Feast of Flesh and Prayer is the documenting of a poetic orbiting of loss and healing, of the institutional denial of being and the personal historical validation of it. the making and exhibiting of this work is a two-act performance of pause, a moment within which to sit with incomplete questions, unresolved faults, ongoing griefs and shattered/ing bonds without the need to have them be anything but that: small metaphysical deaths.
Death, as explored in this show is in one form the metaphysical disconnection from ‘the land’, it is the historical severance from the traditions of my people and my situation within, and irrevocable binds to a Euro-Centre (Johannesburg) – whose wealth builds upon the extraction of labor and spirit from my ancestral home in The Eastern Cape. Death, in the experience of lifelessness in the ancestral home; death in and around imprisonment; death in the powerlessness of subaltern bodies to influence the institutions that determine life standing; death in supreme despair and fear; death in the utter lack of personal agencies. Spiritual Death, Social Death, confronted and soothed through the salving of death wounds with limestone – as did my ancestors eMacacuma in rituals of passing through un-life. Salving death here does not imply revival nor life, but a kind of socio-spiritual undeath. A death within which movement still lingers, where surrender becomes hope, where hope is alone is enough because it has to be.
The focus of these works is not the moment of “death” or severance from that which gives spirit, but the expanded threads of socio-spiritual death that hold space within my own life as a result of those deaths. This is the examination of a continuous metaphysical death, it is a recognition of the direness of some of the ways it as manifested in my personal life. The materiality of these works, their very existence, is itself a prayer, a salve for death, an amen shot into meta-reality to substantiate a radical will to continuity, to life and to love beyond death.
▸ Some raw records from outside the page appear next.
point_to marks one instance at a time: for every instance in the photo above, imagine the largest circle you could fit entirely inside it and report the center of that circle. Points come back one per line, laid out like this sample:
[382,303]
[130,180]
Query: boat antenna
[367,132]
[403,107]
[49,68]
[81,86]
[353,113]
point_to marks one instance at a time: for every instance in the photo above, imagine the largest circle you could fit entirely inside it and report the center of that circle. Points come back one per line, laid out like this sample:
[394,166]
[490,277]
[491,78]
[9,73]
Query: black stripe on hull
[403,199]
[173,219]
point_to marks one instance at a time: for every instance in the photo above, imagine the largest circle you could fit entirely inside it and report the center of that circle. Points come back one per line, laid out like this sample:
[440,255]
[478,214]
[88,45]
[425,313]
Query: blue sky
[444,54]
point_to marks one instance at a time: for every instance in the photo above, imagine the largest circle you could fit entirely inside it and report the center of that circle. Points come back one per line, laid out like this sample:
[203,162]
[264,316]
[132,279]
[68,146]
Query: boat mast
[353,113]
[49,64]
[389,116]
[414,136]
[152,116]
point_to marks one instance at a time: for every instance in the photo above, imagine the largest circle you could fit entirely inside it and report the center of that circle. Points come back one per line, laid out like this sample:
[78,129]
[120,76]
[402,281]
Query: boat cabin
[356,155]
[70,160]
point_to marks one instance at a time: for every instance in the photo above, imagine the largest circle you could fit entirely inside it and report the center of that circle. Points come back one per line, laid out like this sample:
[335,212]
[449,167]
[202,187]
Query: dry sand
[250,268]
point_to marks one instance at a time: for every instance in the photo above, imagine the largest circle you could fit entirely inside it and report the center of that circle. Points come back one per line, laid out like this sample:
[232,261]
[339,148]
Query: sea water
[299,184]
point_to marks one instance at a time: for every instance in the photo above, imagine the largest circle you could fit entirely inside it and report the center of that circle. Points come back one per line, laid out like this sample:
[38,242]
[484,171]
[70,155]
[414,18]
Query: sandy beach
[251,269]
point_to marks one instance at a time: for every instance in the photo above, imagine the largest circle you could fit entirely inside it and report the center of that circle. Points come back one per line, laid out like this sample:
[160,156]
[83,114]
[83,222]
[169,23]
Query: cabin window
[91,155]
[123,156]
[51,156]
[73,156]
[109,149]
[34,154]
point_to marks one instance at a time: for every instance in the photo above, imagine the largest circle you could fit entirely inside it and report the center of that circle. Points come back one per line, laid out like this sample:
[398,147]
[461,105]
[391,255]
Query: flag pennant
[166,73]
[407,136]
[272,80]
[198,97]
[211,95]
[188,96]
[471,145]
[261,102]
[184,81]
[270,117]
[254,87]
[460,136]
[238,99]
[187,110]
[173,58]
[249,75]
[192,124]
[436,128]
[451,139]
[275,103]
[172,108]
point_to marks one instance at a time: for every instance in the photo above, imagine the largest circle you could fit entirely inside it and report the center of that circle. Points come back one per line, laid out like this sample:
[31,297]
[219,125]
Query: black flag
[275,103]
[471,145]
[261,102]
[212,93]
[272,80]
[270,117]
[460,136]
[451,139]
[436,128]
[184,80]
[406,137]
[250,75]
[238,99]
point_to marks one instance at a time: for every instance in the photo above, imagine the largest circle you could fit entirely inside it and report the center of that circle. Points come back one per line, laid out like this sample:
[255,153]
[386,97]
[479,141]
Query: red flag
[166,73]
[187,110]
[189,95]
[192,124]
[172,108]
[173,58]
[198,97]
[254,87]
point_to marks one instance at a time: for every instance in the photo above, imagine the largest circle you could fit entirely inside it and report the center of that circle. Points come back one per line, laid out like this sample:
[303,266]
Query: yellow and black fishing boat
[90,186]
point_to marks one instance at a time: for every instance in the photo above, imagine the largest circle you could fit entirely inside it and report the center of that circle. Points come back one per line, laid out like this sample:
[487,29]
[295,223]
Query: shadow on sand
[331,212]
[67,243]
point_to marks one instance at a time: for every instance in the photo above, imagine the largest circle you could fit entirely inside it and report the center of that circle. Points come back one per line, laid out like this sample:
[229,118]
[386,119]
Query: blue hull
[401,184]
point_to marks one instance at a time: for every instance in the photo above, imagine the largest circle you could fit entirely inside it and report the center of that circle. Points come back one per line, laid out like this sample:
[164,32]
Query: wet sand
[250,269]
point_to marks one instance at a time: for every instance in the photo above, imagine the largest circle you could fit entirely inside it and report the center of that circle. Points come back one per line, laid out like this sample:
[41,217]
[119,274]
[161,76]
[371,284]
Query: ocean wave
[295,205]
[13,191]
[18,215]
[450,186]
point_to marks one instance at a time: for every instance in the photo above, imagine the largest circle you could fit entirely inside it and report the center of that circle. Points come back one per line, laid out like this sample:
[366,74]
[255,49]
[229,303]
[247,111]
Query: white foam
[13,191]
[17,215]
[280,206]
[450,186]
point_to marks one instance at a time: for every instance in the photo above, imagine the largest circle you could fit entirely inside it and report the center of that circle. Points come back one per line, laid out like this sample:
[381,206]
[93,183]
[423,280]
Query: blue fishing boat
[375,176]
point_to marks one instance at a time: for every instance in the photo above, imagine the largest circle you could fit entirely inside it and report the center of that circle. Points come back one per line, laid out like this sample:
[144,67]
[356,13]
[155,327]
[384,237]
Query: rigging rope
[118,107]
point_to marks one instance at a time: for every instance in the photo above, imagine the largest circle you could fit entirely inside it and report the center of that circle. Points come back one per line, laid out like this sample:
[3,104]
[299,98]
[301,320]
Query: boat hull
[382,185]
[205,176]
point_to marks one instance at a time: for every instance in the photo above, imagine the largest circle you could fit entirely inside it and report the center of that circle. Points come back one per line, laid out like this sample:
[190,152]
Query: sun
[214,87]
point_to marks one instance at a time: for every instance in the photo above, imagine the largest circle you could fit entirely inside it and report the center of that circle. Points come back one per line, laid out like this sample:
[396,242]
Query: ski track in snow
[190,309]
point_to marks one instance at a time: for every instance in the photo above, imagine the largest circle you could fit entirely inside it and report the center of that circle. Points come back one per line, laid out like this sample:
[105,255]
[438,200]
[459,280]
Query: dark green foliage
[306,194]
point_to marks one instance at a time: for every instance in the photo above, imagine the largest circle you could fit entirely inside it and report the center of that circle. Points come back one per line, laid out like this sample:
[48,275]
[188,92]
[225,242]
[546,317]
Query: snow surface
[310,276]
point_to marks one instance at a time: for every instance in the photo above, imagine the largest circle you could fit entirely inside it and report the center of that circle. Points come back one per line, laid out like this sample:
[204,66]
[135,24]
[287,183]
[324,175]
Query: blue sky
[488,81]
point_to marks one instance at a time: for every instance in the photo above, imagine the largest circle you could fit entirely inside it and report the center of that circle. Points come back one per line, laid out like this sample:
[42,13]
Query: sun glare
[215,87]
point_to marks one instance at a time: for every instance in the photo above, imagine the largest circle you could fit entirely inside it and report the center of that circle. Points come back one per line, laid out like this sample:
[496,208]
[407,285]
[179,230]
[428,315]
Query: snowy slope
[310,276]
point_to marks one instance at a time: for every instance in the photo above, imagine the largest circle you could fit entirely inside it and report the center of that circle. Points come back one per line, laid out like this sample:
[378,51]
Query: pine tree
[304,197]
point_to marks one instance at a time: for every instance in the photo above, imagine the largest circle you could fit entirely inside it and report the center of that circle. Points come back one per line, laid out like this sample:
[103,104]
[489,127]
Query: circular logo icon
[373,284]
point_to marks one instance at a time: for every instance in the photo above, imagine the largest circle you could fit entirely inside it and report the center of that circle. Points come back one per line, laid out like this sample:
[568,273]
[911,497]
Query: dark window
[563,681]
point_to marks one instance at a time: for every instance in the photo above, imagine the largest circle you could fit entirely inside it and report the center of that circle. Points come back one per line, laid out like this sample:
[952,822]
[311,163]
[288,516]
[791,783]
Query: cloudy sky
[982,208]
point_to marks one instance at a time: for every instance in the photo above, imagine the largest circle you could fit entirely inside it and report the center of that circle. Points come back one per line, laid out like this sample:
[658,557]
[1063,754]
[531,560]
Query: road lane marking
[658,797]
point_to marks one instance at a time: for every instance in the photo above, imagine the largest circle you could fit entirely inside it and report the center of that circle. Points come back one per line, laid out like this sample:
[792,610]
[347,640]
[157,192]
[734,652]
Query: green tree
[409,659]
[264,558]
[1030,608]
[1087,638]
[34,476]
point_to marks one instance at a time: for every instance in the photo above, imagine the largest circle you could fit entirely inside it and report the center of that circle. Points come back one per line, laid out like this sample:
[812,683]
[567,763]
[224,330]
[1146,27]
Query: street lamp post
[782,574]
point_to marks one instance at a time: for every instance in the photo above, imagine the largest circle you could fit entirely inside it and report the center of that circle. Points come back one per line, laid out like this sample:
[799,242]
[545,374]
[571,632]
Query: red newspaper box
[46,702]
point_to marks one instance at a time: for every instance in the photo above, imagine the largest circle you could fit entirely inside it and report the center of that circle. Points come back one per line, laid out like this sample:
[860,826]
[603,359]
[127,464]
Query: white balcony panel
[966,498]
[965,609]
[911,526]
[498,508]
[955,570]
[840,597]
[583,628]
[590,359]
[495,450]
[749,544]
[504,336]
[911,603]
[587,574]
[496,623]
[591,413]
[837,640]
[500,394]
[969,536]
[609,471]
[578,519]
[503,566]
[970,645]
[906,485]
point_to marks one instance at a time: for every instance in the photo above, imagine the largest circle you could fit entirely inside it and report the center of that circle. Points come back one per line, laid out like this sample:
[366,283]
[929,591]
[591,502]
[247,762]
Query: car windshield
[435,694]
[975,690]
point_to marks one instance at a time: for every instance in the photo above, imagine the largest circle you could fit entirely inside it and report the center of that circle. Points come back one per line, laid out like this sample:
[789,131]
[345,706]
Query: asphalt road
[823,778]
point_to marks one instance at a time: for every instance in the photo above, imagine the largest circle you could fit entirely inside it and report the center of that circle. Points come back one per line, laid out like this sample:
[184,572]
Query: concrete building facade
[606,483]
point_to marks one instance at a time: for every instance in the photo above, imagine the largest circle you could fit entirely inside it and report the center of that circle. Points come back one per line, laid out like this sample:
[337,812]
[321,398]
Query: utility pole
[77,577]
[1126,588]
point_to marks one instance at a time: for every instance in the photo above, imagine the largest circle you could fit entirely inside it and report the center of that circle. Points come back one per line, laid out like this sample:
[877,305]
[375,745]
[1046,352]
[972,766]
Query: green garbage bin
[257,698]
This second iteration of the exhibition bears on it the continuing meditations born in the showing of the first: In hope, surrender; In black being, death. With this show I again allow the room to sit with the open ends that fray the conceptual edges of these artworks, in lying with this expression of uncertainty, in dragging this existential pause the show extends the belief that there is value in time lost to uncertainty and grief, that in the surrender explored here, emerges hope; that in continuous metaphysical death, emerges always a new practice of being.